Early detection of plant diseases is essential for improving crop productivity and reducing agricultural losses This paper presents an AI-based rice disease detection system that leverages deep learning techniques to identify diseases from images of rice plants. The proposed system utilizes a Convolutional Neural Network (CNN) model trained on a labeled dataset to accurately classify different types of rice diseases. A web-based interface is developed using the Flask framework, allowing users to upload images for real-time analysis. Upon detection, the system provides instant results along with relevant information about the identified disease. Additionally, a voice alert feature is integrated to deliver audio feedback, enabling users to receive results in an accessible and user-friendly manner. By combining CNN-based image classification with a lightweight web application, the proposed solution enhances early diagnosis and supports better decision-making in crop management. This approach contributes to improving agricultural efficiency through the use of intelligent software-based tools
Introduction
The text discusses the importance of early detection of rice crop diseases to ensure good yield, food security, and reduced economic losses for farmers. Traditional methods of disease detection, such as manual inspection or expert consultation, are slow, require expertise, and are often inaccessible, leading to delayed diagnosis and damage.
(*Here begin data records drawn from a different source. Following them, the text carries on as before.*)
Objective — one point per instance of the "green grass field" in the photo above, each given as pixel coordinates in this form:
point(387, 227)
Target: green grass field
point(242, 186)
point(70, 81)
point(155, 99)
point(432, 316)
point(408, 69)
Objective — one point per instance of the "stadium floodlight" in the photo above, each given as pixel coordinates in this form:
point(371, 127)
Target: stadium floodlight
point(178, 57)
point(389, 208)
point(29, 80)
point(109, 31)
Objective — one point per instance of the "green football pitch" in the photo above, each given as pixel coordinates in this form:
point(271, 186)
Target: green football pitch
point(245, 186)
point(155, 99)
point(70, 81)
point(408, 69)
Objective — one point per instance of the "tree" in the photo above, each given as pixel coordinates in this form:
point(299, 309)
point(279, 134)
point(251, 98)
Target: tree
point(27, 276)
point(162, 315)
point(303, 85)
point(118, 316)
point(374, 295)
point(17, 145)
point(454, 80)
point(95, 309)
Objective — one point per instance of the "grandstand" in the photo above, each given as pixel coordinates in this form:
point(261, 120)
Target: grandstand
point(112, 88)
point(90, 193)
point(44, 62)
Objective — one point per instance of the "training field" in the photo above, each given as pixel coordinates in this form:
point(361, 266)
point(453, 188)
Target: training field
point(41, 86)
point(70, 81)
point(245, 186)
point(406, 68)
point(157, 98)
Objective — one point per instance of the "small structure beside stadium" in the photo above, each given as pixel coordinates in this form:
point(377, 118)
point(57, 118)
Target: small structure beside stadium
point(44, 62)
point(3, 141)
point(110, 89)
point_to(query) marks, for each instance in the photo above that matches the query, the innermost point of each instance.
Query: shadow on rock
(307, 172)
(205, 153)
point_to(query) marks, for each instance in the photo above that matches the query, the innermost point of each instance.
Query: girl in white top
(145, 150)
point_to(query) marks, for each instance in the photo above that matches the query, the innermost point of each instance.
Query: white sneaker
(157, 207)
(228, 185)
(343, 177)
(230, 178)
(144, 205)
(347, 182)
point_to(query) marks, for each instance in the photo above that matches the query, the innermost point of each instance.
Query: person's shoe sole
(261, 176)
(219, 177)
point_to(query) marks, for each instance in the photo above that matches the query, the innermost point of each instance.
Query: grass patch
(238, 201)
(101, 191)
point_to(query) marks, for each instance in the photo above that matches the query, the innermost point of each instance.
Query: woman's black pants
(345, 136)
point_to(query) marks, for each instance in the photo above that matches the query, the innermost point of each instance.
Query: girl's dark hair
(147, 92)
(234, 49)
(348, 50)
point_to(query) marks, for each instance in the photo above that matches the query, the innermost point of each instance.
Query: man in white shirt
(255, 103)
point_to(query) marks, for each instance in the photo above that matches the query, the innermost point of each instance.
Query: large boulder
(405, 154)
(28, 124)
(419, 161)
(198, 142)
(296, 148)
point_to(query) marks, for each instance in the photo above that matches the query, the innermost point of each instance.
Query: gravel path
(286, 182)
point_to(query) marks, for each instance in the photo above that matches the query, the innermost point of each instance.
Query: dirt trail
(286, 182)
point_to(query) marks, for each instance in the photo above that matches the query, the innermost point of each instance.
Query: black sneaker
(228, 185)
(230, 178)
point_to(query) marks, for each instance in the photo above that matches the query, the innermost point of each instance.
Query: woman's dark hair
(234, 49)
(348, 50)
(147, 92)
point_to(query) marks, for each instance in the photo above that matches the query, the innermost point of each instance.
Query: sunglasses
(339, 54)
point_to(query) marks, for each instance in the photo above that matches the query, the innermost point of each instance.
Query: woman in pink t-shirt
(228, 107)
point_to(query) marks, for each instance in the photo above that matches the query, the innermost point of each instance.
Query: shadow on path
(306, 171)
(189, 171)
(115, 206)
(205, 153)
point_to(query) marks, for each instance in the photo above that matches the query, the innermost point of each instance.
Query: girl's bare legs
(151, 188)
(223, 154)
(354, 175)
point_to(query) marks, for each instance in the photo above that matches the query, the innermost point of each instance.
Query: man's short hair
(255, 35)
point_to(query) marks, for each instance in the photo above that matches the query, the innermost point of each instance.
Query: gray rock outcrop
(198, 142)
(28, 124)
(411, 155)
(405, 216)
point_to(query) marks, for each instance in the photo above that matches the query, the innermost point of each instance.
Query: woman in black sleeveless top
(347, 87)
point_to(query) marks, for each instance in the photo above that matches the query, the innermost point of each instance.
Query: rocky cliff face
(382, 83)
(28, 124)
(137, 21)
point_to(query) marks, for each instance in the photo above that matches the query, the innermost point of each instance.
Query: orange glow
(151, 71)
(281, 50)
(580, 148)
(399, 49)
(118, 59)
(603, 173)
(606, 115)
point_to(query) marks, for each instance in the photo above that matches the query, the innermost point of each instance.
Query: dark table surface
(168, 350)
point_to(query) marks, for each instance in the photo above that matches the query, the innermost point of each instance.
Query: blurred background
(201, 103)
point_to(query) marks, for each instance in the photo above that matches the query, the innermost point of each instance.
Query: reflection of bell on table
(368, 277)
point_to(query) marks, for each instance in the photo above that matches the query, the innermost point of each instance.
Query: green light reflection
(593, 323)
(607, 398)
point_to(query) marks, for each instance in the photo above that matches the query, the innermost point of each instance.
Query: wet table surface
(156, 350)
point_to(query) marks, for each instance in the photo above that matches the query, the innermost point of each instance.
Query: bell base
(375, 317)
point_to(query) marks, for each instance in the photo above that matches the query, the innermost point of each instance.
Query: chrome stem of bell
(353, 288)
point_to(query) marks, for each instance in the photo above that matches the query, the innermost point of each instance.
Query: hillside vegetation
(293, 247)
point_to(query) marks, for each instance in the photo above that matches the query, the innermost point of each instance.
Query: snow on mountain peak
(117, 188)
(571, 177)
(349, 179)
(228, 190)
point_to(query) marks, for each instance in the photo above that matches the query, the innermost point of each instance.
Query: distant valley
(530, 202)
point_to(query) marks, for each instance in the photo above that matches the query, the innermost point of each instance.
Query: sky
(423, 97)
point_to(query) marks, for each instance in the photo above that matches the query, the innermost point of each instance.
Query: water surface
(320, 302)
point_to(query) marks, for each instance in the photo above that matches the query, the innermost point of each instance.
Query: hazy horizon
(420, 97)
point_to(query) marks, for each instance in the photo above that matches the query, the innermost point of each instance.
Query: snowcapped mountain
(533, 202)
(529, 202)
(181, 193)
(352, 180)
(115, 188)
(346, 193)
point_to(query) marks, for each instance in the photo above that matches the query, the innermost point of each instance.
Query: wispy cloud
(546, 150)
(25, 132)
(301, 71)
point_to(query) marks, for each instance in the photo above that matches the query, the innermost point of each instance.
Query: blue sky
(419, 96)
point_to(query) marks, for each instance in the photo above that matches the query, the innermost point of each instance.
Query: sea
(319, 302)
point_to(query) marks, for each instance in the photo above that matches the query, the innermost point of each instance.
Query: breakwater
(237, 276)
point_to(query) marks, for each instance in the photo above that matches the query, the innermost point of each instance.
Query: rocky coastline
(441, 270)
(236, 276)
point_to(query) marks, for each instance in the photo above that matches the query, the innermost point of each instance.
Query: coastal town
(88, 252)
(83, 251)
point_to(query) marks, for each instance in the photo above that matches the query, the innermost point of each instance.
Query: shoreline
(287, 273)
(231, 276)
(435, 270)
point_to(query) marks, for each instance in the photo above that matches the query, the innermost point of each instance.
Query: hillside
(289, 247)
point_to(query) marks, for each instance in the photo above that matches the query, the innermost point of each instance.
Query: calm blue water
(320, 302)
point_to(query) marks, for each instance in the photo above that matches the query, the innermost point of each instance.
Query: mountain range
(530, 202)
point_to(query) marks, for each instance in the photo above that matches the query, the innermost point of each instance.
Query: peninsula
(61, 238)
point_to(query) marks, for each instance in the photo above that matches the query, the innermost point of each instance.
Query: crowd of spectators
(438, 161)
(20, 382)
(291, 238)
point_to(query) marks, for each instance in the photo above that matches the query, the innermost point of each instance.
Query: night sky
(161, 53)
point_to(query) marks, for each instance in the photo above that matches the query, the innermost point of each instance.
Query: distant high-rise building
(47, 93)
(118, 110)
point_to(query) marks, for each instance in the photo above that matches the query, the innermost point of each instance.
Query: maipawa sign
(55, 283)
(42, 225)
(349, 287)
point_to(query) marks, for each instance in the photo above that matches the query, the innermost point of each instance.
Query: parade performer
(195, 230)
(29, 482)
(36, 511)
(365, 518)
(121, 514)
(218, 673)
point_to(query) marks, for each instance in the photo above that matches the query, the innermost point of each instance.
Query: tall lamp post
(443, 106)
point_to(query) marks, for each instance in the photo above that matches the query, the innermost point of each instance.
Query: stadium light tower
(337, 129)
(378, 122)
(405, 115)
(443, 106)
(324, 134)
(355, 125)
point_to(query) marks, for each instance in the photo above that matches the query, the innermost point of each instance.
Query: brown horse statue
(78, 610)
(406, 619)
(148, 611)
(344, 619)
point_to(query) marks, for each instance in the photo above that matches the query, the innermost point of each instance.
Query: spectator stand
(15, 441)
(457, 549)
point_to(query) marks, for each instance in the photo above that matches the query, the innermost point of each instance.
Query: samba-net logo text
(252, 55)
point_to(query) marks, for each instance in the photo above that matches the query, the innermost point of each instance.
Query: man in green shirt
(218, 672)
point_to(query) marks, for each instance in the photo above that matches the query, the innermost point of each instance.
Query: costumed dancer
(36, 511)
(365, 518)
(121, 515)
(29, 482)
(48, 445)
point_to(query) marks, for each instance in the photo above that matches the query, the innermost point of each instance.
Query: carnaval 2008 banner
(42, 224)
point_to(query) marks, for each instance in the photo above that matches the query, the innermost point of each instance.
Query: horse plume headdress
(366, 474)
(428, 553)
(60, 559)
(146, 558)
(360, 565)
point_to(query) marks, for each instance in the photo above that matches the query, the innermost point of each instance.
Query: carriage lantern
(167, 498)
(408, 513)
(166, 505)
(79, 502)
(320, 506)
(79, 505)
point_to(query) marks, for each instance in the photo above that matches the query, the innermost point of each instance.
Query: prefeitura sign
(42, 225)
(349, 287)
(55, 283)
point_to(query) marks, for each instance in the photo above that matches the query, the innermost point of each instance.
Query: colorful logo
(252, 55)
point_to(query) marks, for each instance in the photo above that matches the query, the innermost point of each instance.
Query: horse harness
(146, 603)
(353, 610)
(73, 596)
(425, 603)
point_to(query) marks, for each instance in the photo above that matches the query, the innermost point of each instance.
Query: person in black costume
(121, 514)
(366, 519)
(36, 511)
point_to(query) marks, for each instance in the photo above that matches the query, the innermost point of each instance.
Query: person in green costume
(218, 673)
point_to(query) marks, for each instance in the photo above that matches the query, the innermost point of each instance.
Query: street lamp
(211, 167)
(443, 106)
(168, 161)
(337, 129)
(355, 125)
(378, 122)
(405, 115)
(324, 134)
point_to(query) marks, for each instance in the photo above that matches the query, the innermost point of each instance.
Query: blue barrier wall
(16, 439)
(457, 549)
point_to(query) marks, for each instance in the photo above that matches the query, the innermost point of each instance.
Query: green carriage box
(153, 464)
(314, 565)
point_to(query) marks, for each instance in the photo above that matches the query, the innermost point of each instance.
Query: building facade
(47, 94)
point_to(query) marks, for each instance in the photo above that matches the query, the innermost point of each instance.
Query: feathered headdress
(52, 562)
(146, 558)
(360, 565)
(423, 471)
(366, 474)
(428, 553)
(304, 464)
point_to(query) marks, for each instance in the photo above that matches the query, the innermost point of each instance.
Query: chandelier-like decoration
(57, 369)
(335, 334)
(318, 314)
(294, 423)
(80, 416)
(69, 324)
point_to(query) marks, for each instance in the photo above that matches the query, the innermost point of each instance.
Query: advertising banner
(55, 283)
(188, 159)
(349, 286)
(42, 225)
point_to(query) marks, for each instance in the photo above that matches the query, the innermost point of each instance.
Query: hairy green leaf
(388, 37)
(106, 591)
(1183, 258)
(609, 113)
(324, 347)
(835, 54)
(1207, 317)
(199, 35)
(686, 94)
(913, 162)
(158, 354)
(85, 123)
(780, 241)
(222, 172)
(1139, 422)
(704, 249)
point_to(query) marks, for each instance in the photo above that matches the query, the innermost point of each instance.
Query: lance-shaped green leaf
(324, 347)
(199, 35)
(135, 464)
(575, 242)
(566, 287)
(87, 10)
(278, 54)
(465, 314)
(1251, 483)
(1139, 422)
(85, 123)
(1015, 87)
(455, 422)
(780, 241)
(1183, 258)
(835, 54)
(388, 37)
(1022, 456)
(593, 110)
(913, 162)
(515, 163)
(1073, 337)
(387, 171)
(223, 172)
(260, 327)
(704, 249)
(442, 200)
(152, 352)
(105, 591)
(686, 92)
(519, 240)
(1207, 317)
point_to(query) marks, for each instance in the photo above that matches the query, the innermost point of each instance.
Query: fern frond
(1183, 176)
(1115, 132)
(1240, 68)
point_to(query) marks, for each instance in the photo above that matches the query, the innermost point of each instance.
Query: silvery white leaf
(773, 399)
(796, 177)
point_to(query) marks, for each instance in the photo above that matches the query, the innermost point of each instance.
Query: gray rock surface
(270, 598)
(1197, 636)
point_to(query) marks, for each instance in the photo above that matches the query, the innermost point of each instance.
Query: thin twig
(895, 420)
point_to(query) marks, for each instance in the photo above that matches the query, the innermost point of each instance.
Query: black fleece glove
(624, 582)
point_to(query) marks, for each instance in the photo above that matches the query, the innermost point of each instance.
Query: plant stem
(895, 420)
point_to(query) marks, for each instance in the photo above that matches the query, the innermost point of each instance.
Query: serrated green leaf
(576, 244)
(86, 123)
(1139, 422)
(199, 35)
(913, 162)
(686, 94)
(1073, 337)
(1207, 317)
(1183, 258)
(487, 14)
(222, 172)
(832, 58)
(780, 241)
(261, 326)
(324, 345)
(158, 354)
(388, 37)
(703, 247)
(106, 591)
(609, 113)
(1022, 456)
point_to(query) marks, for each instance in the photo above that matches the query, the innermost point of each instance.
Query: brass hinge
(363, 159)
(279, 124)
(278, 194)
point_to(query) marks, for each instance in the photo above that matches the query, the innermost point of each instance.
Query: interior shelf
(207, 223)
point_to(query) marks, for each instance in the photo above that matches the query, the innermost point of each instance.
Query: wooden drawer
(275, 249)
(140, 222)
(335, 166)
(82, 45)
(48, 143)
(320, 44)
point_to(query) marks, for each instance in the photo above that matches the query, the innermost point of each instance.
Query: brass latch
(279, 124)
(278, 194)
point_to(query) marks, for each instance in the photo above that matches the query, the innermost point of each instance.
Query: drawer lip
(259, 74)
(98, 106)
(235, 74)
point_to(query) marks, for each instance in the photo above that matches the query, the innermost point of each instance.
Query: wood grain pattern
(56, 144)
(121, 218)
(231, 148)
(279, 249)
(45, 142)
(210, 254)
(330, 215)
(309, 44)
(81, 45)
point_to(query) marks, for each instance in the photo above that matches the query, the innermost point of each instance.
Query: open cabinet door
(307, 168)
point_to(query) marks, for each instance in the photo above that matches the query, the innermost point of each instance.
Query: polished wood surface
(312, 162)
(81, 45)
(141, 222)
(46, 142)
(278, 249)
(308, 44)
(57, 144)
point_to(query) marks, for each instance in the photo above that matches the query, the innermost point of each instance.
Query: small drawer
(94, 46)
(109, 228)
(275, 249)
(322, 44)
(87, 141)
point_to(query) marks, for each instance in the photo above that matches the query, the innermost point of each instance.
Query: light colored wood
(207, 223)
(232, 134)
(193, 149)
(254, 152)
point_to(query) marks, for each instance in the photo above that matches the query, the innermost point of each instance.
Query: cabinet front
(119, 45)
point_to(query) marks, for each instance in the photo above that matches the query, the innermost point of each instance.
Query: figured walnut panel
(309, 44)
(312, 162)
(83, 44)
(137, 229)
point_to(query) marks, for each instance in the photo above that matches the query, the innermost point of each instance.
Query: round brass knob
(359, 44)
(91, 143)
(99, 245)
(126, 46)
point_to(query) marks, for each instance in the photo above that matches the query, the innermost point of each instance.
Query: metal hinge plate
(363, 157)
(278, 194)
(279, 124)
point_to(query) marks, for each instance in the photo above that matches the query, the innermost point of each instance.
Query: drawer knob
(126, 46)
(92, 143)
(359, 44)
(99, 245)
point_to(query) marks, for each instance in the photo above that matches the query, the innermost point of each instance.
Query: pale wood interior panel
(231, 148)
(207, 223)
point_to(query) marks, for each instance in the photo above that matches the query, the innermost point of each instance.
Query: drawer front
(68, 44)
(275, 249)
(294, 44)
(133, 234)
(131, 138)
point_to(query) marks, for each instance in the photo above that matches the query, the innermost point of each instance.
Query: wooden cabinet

To overcome these challenges, the proposed system uses Artificial Intelligence, specifically Convolutional Neural Networks (CNNs), to automatically detect rice diseases from images. CNN models can accurately analyze visual features like color, texture, and patterns, enabling faster and more reliable disease classification.
The system is implemented as a web-based application using Flask, allowing users to upload images of rice plants and receive real-time predictions. It also includes a voice alert feature to improve accessibility, making it easy for non-technical users to understand results.
The architecture consists of:
A frontend interface for user interaction
A backend system for processing and data handling
A CNN-based model for disease prediction
A voice module for audio feedback
The methodology involves collecting and preprocessing image data, training the CNN model, and integrating it into the web application. Techniques like data augmentation and hyperparameter tuning improve accuracy and robustness under different environmental conditions.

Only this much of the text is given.